How to Intercept and Modify HTTP Requests in Puppeteer-Sharp
Request interception in Puppeteer-Sharp is a powerful feature that allows you to monitor, modify, block, or redirect HTTP requests before they reach the server. This capability is essential for web scraping, testing, and performance optimization scenarios where you need fine-grained control over network traffic.
Understanding Request Interception
Request interception works by enabling a special mode in Puppeteer-Sharp where all network requests are paused before being sent. This gives you the opportunity to examine the request details and decide how to handle each one - whether to continue unchanged, modify parameters, block entirely, or provide a custom response.
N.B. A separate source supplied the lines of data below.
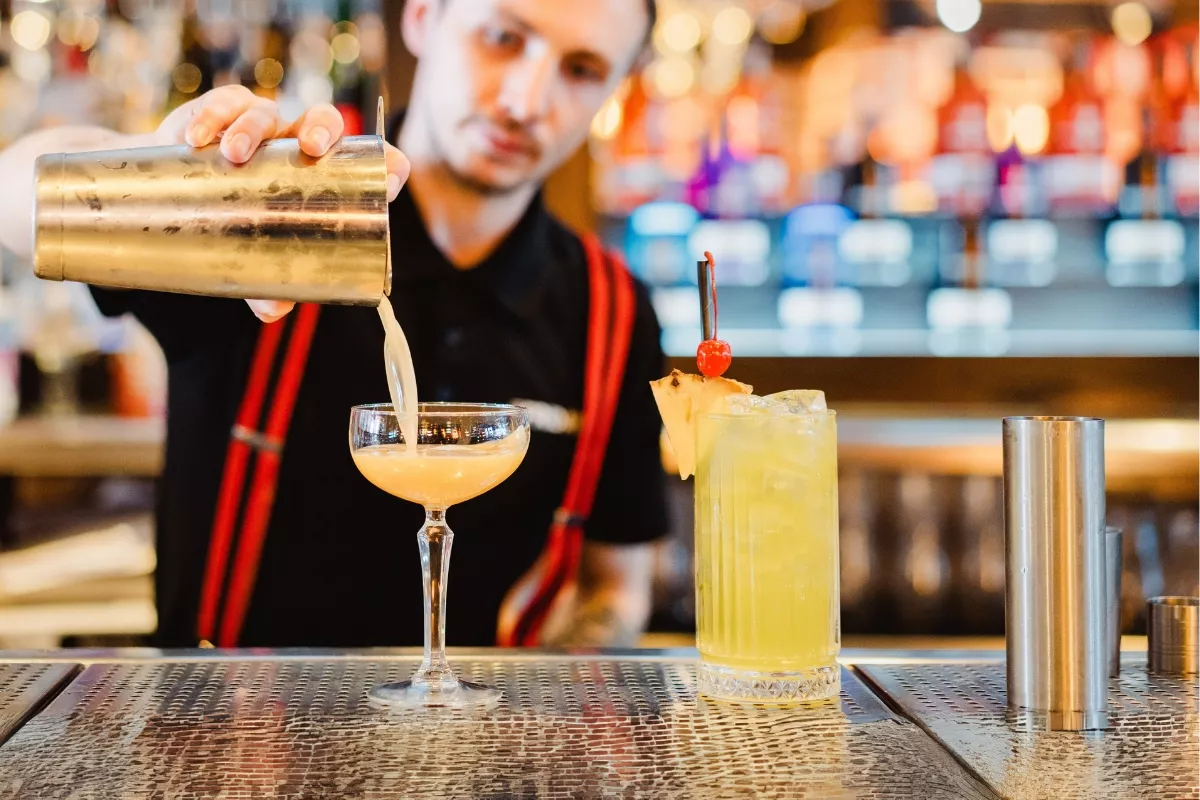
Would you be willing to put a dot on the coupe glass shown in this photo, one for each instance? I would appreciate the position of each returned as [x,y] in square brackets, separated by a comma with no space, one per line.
[462,450]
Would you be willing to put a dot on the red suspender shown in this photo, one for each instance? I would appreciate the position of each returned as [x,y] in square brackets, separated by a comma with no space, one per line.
[610,328]
[261,498]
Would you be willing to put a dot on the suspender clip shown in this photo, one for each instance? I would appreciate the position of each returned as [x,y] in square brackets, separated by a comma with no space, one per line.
[257,440]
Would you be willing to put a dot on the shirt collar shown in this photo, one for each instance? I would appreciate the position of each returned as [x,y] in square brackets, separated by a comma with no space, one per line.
[514,272]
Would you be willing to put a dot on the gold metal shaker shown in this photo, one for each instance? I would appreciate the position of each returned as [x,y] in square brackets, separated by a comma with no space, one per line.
[282,226]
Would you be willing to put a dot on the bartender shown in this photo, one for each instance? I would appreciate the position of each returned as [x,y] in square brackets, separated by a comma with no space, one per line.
[297,547]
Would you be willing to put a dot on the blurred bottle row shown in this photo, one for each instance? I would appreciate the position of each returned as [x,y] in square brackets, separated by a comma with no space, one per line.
[910,118]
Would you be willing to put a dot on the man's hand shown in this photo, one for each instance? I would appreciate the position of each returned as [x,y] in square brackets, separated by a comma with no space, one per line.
[241,121]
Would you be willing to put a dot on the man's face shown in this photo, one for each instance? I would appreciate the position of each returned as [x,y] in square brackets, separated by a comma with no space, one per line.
[508,88]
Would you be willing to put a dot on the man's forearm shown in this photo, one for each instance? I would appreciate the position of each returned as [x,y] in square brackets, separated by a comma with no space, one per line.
[17,168]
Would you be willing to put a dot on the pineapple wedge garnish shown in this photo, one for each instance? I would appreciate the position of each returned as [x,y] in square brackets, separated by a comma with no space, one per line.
[681,398]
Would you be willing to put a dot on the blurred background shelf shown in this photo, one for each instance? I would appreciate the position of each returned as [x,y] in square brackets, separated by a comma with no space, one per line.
[940,214]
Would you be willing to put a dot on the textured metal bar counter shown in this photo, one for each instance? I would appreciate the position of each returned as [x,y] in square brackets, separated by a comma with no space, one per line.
[570,727]
[604,725]
[1151,749]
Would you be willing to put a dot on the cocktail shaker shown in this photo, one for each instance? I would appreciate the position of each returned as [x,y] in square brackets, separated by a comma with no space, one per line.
[1113,573]
[1055,609]
[283,226]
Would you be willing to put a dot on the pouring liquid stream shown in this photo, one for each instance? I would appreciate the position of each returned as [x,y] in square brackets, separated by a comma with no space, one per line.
[401,376]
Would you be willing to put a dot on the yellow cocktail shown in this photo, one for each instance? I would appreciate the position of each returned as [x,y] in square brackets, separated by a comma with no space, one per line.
[767,615]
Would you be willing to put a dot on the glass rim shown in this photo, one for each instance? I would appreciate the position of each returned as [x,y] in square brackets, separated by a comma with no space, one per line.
[444,409]
[790,415]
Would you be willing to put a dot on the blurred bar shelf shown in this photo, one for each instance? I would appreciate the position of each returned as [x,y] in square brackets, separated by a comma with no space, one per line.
[297,723]
[78,446]
[1152,452]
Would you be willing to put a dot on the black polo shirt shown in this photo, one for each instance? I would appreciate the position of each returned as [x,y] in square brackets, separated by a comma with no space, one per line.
[340,565]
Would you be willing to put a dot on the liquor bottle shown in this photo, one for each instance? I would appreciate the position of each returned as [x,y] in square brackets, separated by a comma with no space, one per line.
[1078,178]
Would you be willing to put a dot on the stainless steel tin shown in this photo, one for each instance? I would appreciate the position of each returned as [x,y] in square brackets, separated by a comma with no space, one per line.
[1055,572]
[283,226]
[1113,561]
[1174,631]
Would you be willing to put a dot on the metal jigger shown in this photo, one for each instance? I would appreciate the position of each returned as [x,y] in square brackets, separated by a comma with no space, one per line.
[282,226]
[1056,631]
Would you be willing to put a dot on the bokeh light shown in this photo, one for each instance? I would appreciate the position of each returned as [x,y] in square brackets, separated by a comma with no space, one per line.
[672,76]
[959,16]
[186,78]
[681,31]
[30,29]
[732,25]
[781,22]
[1132,23]
[1031,128]
[269,73]
[607,120]
[346,48]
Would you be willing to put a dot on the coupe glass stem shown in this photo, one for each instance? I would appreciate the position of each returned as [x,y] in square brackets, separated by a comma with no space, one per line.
[435,539]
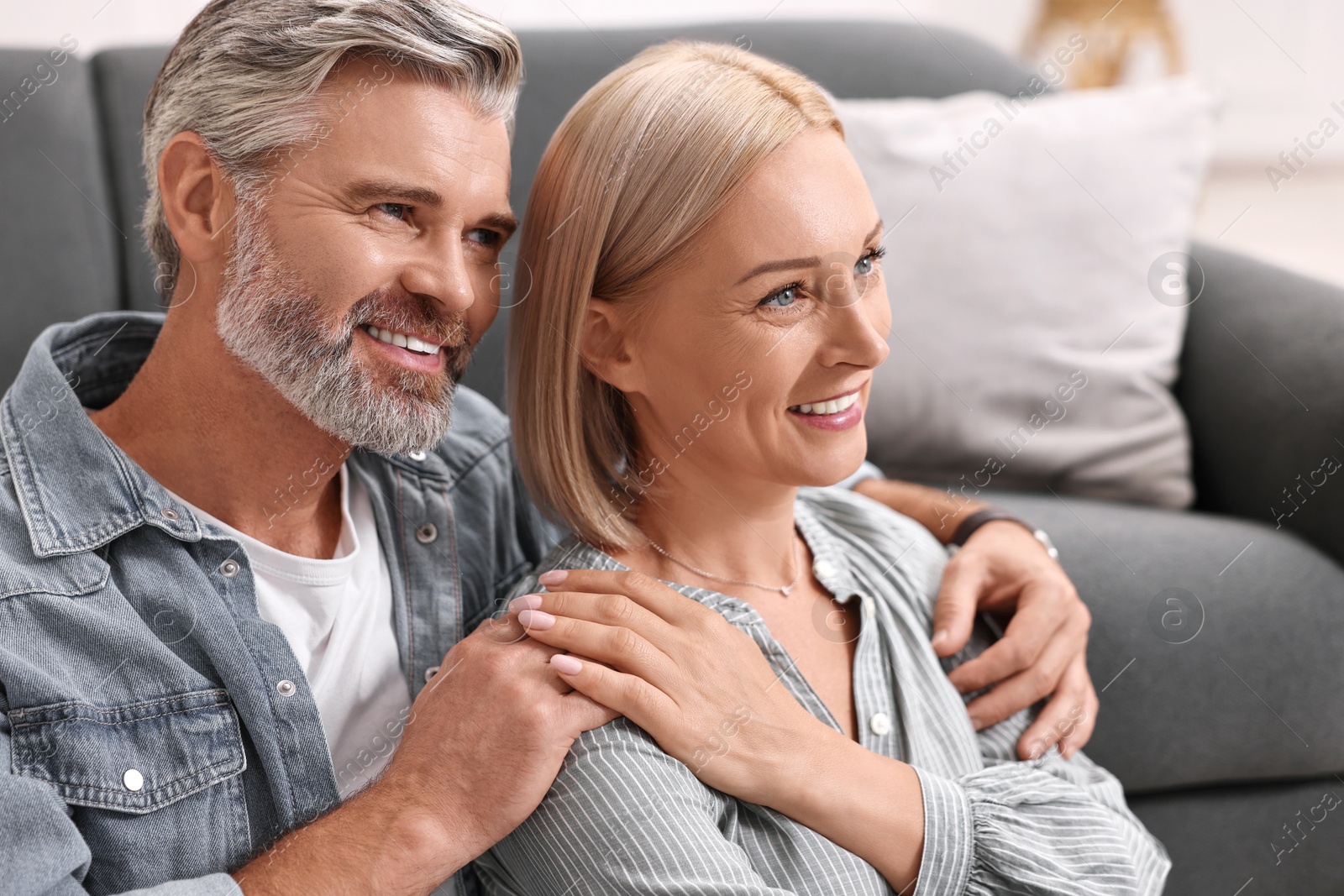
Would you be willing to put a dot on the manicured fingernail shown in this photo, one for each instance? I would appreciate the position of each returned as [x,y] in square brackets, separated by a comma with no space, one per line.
[568,665]
[526,602]
[535,620]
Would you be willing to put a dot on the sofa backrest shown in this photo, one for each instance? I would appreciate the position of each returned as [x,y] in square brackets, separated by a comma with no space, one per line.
[60,237]
[71,244]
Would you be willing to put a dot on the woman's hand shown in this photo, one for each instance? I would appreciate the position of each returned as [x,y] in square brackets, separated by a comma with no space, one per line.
[696,683]
[1003,569]
[705,692]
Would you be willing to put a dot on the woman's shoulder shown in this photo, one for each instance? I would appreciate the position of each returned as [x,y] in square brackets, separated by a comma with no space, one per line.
[877,543]
[864,519]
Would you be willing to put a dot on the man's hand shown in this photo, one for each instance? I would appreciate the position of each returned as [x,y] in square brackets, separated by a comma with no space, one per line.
[1005,569]
[481,746]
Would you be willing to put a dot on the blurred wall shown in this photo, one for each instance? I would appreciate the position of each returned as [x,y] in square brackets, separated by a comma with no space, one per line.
[1278,62]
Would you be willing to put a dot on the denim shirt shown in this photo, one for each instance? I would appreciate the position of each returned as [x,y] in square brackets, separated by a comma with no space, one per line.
[155,731]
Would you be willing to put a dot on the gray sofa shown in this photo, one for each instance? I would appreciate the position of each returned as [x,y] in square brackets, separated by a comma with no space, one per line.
[1223,741]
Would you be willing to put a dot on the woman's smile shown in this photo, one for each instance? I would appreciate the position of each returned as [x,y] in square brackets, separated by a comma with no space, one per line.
[842,411]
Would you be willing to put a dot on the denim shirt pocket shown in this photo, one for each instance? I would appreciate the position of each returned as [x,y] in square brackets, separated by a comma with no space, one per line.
[134,758]
[163,772]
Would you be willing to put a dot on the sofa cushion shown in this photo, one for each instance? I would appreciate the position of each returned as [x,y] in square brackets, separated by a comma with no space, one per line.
[1222,837]
[1261,383]
[1028,348]
[123,80]
[1215,642]
[58,241]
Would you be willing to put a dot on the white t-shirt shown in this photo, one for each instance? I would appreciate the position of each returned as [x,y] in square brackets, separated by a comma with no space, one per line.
[338,617]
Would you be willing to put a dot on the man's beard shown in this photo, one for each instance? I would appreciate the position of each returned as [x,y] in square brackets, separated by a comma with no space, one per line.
[270,320]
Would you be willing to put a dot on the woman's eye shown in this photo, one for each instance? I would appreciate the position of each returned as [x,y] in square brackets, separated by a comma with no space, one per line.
[867,262]
[781,297]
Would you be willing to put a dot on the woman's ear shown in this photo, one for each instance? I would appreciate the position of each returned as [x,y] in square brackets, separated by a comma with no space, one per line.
[605,345]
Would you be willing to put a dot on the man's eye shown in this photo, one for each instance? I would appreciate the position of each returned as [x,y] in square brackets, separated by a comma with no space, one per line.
[781,297]
[394,210]
[486,237]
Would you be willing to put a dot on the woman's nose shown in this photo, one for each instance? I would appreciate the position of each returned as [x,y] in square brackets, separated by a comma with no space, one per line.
[860,322]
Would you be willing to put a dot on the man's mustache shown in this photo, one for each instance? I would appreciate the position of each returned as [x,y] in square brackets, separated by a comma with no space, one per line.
[407,312]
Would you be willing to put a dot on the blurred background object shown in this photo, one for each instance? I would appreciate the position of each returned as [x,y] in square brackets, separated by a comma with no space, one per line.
[1276,63]
[1117,34]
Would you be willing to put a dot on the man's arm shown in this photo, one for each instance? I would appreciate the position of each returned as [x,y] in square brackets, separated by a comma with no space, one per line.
[1003,569]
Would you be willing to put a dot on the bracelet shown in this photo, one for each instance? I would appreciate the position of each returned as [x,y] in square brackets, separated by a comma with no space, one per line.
[990,515]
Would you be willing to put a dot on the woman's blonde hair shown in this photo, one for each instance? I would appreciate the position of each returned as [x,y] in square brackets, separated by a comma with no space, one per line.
[640,164]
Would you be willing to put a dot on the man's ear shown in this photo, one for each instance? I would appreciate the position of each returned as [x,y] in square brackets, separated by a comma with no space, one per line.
[198,201]
[606,348]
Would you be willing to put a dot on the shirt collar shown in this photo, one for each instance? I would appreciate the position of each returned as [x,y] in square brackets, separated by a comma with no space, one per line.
[830,558]
[76,488]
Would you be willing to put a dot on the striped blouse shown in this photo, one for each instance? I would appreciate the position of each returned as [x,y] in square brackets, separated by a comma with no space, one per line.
[624,817]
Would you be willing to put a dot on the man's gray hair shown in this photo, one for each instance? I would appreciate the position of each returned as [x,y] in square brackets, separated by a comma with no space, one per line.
[244,76]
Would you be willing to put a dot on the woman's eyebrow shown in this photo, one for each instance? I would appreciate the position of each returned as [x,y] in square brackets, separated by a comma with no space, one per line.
[796,264]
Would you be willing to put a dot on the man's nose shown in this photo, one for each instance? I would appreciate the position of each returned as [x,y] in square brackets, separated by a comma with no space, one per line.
[440,271]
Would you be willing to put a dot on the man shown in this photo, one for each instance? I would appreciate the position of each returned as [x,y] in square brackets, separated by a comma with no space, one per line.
[246,555]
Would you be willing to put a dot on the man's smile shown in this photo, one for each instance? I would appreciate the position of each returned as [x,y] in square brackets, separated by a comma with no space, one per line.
[405,348]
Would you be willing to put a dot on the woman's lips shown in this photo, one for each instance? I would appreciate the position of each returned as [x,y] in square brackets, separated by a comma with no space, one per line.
[844,419]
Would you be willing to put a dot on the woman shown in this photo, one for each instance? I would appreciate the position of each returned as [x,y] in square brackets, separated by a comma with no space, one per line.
[709,307]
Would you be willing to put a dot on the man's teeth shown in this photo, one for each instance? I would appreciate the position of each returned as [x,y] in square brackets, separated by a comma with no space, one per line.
[402,340]
[833,406]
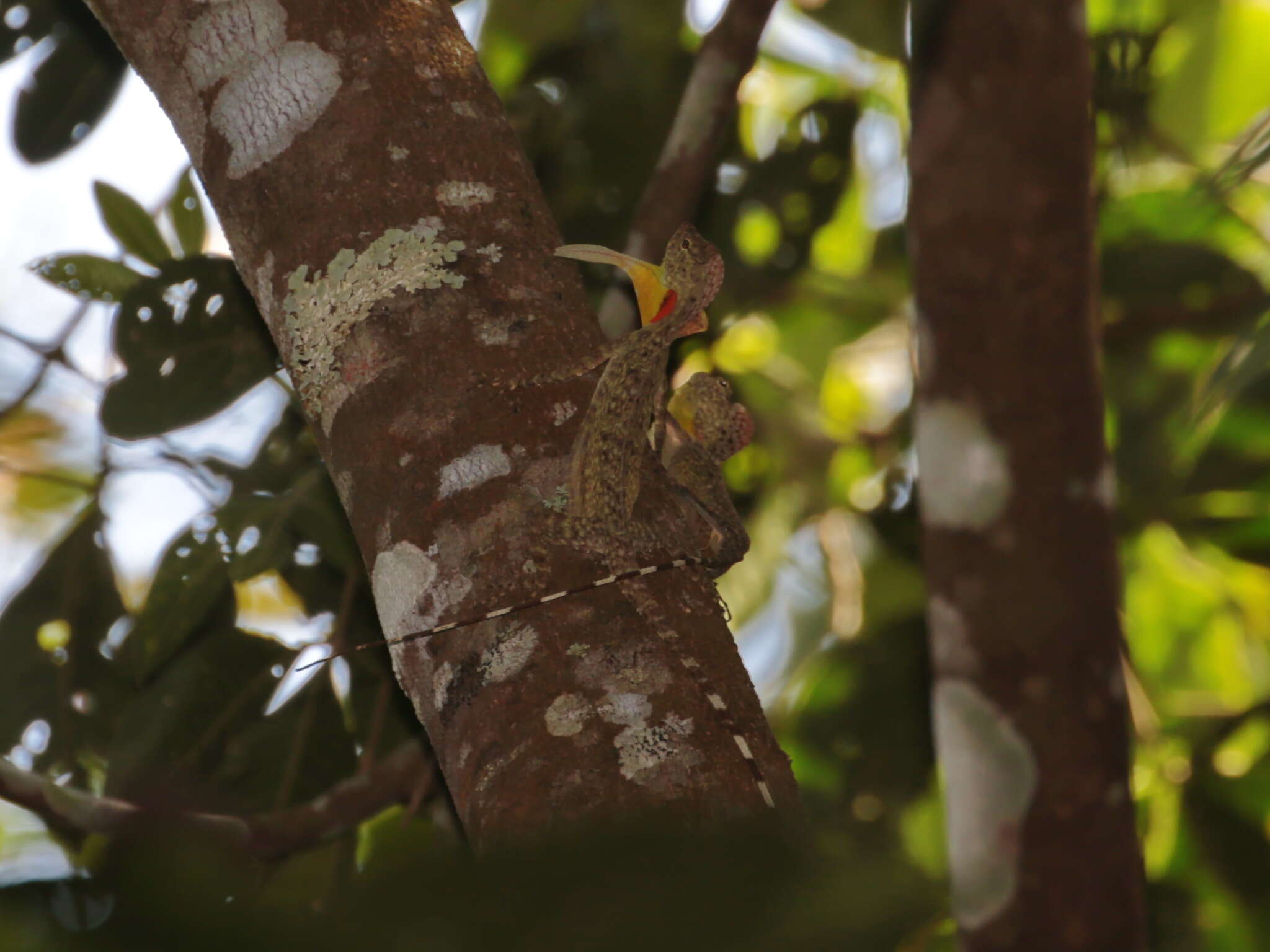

Basic Request Interception Setup
To start intercepting requests, you must first enable request interception on a page and then set up event handlers to process incoming requests.
Enabling Request Interception
using PuppeteerSharp;
var browser = await Puppeteer.LaunchAsync(new LaunchOptions
{
Headless = true
});
var page = await browser.NewPageAsync();
// Enable request interception
await page.SetRequestInterceptionAsync(true);
// Set up request handler
page.Request += async (sender, e) =>
{
var request = e.Request;
// Log all requests
Console.WriteLine($"Request: {request.Method} {request.Url}");
// Continue with original request
await request.ContinueAsync();
};
await page.GoToAsync("https://example.com");
Modifying Request Headers
One of the most common use cases is modifying request headers, such as changing the User-Agent or adding custom headers for authentication:
page.Request += async (sender, e) =>
{
var request = e.Request;
// Create modified headers
var headers = new Dictionary<string, string>(request.Headers)
{
["User-Agent"] = "Custom Bot 1.0",
["Authorization"] = "Bearer your-token-here",
["X-Custom-Header"] = "custom-value"
};
// Continue with modified headers
await request.ContinueAsync(new Payload
{
Headers = headers
});
};
Blocking Specific Requests
You can block requests to improve performance by preventing unnecessary resources from loading:
page.Request += async (sender, e) =>
{
var request = e.Request;
var url = request.Url;
// Block images, stylesheets, and fonts
if (request.ResourceType == ResourceType.Image ||
request.ResourceType == ResourceType.StyleSheet ||
request.ResourceType == ResourceType.Font)
{
await request.AbortAsync();
return;
}
// Block specific domains
if (url.Contains("ads.google.com") || url.Contains("analytics.google.com"))
{
await request.AbortAsync();
return;
}
// Continue with allowed requests
await request.ContinueAsync();
};
Modifying Request URLs
You can redirect requests to different URLs, which is useful for testing or working with different environments:
page.Request += async (sender, e) =>
{
var request = e.Request;
var originalUrl = request.Url;
// Redirect API calls to staging environment
if (originalUrl.Contains("api.production.com"))
{
var newUrl = originalUrl.Replace("api.production.com", "api.staging.com");
await request.ContinueAsync(new Payload
{
Url = newUrl
});
return;
}
// Continue with original URL
await request.ContinueAsync();
};
Modifying POST Data
For POST requests, you can intercept and modify the request body:
page.Request += async (sender, e) =>
{
var request = e.Request;
if (request.Method == HttpMethod.Post && request.Url.Contains("/api/submit"))
{
// Parse existing POST data
var originalData = request.PostData;
// Create modified data
var modifiedData = originalData + "&additional_field=custom_value";
await request.ContinueAsync(new Payload
{
PostData = modifiedData,
Headers = new Dictionary<string, string>(request.Headers)
{
["Content-Length"] = modifiedData.Length.ToString()
}
});
return;
}
await request.ContinueAsync();
};
Providing Mock Responses
Instead of making actual HTTP requests, you can provide custom responses directly:
page.Request += async (sender, e) =>
{
var request = e.Request;
// Mock API responses
if (request.Url.Contains("/api/user"))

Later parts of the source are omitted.